DNA methylation and transcriptomic features are preserved throughout disease recurrence and chemoresistance in high grade serous ovarian cancers

Nicole Gull, Michelle R. Jones, Pei-Chen Peng, Simon G. Coetzee, Tiago C. Silva, Jasmine T. Plummer, Alberto Luiz P. Reyes, Brian D. Davis, Stephanie S. Chen, Kate Lawrenson, Jenny Lester, Christine Walsh, Bobbie J. Rimel, Andrew J. Li, Ilana Cass, Yonatan Berg, John-Paul B. Govindavari, Joanna K. L. Rutgers, Benjamin P. Berman, Beth Y. Karlan, Simon A. Gayther

Little is known about the role of global DNA methylation in recurrence and chemoresistance of high grade serous ovarian cancer (HGSOC). We performed whole genome bisulfite sequencing and transcriptome sequencing in 62 primary and recurrent tumors from 28 patients with stage III/IV HGSOC, of which 11 patients carried germline, pathogenic BRCA1 and/or BRCA2 mutations. Landscapes of genome-wide methylation (on average 24.2 million CpGs per tumor) and transcriptomes in primary and recurrent tumors showed extensive heterogeneity between patients but were highly preserved in tumors from the same patient.
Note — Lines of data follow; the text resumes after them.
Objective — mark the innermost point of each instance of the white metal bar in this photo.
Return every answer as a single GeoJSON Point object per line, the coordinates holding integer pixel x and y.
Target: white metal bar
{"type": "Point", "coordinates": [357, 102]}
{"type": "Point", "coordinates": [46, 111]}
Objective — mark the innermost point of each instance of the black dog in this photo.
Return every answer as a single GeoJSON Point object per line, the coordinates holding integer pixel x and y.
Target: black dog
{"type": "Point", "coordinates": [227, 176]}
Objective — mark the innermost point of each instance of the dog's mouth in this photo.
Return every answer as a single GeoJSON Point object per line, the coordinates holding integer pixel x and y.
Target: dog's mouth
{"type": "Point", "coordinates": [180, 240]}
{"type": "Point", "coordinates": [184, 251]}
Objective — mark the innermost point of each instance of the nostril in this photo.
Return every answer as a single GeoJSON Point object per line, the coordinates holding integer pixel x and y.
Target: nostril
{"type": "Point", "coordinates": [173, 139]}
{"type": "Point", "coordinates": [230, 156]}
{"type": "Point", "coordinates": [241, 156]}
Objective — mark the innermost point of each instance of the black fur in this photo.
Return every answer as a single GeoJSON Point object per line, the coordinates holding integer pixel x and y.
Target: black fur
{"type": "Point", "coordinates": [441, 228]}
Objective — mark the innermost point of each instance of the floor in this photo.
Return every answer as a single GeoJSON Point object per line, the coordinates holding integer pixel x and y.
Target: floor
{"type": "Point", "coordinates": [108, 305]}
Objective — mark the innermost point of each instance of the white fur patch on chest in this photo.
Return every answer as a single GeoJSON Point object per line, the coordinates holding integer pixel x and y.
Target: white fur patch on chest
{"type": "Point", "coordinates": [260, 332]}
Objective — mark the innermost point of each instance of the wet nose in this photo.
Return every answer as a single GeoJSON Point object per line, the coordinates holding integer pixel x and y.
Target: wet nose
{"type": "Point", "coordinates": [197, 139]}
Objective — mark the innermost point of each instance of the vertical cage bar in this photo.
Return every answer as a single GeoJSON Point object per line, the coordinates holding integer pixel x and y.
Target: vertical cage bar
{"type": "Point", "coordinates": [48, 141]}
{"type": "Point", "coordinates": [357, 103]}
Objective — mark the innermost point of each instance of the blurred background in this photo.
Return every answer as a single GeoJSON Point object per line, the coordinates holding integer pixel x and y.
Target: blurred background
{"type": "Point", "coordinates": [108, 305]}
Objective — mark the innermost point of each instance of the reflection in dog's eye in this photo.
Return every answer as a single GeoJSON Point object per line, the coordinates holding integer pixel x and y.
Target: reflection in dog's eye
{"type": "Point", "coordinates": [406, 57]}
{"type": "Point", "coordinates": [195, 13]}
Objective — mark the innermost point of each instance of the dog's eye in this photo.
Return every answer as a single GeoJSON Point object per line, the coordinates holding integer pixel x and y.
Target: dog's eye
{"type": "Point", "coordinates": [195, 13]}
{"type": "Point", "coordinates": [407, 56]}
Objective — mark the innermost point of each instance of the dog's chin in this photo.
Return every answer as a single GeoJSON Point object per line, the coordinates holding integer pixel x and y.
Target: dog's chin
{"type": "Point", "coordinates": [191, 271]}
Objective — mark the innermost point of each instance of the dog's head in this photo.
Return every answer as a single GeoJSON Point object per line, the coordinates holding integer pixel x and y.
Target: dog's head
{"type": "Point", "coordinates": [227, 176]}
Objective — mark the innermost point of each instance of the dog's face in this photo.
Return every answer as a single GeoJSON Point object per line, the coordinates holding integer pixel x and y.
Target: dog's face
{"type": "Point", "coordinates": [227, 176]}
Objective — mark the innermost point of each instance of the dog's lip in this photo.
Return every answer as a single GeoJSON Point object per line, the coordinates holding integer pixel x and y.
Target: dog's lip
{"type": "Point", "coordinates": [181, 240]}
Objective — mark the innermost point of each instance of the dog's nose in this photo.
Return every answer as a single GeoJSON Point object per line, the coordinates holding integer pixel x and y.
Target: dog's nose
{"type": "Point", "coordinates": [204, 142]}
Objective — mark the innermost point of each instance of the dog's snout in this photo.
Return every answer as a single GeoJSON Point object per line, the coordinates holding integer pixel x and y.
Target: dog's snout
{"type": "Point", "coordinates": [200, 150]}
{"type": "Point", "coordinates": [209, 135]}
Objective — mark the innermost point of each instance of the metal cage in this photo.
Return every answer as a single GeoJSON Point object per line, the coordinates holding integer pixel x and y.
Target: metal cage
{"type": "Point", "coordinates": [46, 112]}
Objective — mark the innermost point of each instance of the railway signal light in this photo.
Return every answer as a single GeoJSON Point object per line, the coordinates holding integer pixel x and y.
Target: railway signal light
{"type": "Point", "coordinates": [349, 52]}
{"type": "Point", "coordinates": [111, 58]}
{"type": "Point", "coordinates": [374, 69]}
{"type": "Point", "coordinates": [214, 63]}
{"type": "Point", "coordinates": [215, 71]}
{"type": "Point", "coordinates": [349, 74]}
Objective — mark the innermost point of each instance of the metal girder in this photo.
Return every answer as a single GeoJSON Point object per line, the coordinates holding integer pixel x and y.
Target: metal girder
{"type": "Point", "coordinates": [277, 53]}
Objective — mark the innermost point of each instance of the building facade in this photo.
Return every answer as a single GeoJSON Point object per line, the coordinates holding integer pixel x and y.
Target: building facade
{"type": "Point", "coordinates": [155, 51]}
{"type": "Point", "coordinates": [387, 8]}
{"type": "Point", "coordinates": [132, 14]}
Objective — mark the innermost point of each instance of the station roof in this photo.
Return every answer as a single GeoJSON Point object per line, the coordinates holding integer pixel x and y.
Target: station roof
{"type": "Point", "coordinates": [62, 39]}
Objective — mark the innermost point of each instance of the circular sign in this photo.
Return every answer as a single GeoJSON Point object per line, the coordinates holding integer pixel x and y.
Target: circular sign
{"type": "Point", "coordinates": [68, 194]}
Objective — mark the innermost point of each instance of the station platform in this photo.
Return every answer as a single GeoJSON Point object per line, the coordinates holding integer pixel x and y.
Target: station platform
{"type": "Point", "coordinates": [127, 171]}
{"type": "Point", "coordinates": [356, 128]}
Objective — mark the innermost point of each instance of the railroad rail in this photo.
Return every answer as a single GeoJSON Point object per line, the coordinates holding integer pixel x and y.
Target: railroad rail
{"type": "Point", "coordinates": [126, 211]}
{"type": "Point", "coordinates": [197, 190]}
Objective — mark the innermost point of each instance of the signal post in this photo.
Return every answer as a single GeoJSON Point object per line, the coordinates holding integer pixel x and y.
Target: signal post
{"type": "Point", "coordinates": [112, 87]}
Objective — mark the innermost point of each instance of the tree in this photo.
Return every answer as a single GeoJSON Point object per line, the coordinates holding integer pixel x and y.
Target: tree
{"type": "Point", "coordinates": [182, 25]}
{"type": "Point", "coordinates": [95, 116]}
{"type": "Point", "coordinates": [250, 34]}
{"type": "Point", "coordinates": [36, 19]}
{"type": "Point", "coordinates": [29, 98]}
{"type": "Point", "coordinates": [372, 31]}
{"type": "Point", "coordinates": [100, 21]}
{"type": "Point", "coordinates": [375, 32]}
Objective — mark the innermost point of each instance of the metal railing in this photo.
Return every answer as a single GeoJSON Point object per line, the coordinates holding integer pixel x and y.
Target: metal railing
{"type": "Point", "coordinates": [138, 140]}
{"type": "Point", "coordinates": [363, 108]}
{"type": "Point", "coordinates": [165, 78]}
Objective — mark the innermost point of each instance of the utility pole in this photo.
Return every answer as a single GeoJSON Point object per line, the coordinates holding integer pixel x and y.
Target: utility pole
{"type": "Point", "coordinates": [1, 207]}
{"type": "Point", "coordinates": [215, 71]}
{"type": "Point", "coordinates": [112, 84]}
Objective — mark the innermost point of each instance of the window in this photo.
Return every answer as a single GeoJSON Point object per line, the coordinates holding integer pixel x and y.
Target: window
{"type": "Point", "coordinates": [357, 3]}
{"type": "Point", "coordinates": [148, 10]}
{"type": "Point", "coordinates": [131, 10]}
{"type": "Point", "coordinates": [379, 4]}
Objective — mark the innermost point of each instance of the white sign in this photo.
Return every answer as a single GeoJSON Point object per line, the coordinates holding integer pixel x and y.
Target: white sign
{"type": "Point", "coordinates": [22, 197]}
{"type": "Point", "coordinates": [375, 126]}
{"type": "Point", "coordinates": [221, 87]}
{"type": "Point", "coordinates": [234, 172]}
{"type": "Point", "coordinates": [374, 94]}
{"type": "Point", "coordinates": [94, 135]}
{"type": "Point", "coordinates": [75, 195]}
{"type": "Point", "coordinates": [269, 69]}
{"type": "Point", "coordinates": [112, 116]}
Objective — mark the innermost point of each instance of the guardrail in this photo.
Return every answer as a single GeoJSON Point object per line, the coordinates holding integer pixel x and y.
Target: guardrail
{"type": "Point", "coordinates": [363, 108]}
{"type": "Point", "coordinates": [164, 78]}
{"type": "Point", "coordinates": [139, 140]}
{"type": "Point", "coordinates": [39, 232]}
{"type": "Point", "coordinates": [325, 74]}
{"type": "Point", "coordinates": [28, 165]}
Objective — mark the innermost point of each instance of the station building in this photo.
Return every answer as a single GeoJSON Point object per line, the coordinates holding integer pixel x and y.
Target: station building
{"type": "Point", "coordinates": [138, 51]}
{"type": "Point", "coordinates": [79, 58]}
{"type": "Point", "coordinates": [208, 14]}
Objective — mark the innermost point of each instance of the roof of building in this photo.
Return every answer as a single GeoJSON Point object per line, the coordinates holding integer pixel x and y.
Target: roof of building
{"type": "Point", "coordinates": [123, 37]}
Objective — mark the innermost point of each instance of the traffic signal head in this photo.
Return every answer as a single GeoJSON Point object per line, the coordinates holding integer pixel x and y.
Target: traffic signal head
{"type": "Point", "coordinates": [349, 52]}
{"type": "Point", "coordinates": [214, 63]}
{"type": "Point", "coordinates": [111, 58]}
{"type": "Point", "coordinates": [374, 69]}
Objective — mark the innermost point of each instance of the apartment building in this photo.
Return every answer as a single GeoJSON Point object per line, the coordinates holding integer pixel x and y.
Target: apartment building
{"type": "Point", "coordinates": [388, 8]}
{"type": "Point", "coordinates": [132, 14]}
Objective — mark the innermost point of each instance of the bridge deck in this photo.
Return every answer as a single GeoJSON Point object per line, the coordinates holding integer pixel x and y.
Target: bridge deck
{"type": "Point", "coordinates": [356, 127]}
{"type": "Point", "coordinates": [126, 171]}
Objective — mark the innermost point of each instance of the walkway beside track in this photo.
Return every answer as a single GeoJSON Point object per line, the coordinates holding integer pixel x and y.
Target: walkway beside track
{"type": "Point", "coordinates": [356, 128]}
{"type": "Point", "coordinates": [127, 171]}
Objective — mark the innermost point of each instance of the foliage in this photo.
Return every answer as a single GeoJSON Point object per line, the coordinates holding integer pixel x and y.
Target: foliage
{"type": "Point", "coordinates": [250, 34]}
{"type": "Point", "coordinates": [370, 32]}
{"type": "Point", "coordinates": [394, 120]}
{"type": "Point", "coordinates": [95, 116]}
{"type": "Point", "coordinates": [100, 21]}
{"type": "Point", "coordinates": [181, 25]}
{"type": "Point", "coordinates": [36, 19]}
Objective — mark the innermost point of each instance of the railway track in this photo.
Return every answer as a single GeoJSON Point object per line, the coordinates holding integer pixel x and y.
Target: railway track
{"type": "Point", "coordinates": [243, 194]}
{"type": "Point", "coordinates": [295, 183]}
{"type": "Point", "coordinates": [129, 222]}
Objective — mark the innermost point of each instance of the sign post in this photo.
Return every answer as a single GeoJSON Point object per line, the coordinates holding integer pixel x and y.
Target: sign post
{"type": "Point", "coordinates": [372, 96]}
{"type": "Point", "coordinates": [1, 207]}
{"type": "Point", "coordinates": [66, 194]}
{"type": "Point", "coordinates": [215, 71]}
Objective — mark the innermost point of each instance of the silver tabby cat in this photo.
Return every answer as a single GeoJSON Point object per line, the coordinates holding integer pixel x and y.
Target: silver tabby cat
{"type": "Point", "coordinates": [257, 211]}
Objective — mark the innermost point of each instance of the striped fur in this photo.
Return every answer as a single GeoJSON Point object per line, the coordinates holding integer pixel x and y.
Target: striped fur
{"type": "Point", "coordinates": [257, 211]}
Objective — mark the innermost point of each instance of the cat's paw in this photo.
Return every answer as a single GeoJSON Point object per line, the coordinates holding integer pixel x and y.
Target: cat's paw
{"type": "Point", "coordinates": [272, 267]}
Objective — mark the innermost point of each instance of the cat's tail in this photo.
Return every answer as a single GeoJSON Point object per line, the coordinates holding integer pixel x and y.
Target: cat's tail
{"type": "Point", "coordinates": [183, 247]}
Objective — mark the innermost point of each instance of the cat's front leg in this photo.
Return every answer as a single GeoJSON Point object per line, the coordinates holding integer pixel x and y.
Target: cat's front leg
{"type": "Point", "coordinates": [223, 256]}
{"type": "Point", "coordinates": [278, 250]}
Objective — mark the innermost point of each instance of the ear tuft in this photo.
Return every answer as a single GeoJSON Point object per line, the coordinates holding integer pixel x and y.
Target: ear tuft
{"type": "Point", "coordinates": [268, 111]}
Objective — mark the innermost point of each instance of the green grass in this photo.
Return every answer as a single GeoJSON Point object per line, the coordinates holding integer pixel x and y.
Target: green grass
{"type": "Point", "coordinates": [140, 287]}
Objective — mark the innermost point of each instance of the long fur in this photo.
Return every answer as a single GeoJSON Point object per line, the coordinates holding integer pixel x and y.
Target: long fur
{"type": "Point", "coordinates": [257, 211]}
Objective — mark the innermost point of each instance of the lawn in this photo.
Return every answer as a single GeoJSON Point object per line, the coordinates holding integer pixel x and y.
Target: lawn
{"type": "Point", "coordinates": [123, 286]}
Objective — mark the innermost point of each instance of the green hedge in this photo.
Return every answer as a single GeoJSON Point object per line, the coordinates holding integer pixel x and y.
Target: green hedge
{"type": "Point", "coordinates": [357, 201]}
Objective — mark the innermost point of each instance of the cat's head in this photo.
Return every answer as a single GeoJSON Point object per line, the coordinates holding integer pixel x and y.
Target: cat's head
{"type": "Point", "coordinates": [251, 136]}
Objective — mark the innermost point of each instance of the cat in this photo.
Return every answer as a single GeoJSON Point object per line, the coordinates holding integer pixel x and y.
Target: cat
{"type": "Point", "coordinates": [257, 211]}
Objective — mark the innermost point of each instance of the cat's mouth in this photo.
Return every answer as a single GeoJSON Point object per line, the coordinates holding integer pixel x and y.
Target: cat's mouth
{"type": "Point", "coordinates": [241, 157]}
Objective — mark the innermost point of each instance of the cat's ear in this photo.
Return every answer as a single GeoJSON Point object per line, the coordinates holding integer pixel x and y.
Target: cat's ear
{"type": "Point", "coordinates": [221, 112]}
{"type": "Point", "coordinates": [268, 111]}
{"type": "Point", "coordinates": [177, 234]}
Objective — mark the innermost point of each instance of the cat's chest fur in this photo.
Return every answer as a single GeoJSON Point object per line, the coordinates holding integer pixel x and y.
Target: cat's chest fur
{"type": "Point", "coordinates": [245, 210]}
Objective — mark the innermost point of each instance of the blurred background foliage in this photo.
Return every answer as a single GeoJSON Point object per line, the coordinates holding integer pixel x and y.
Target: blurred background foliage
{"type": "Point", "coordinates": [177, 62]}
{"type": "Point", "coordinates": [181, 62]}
We identified significant differences in the burden of differentially methylated regions (DMRs) in tumors from BRCA1/2 compared to non-BRCA1/2 carriers (mean 659 DMRs and 388 DMRs in paired comparisons respectively). We identified overexpression of immune pathways in BRCA1/2 carriers compared to non-carriers, implicating an increased immune response in improved survival (P = 0.006) in these BRCA1/2 carriers. These findings indicate methylome and gene expression programs established in the primary tumor are conserved throughout disease progression, even after extensive chemotherapy treatment, and that changes in methylation and gene expression are unlikely to serve as drivers for chemoresistance in HGSOC.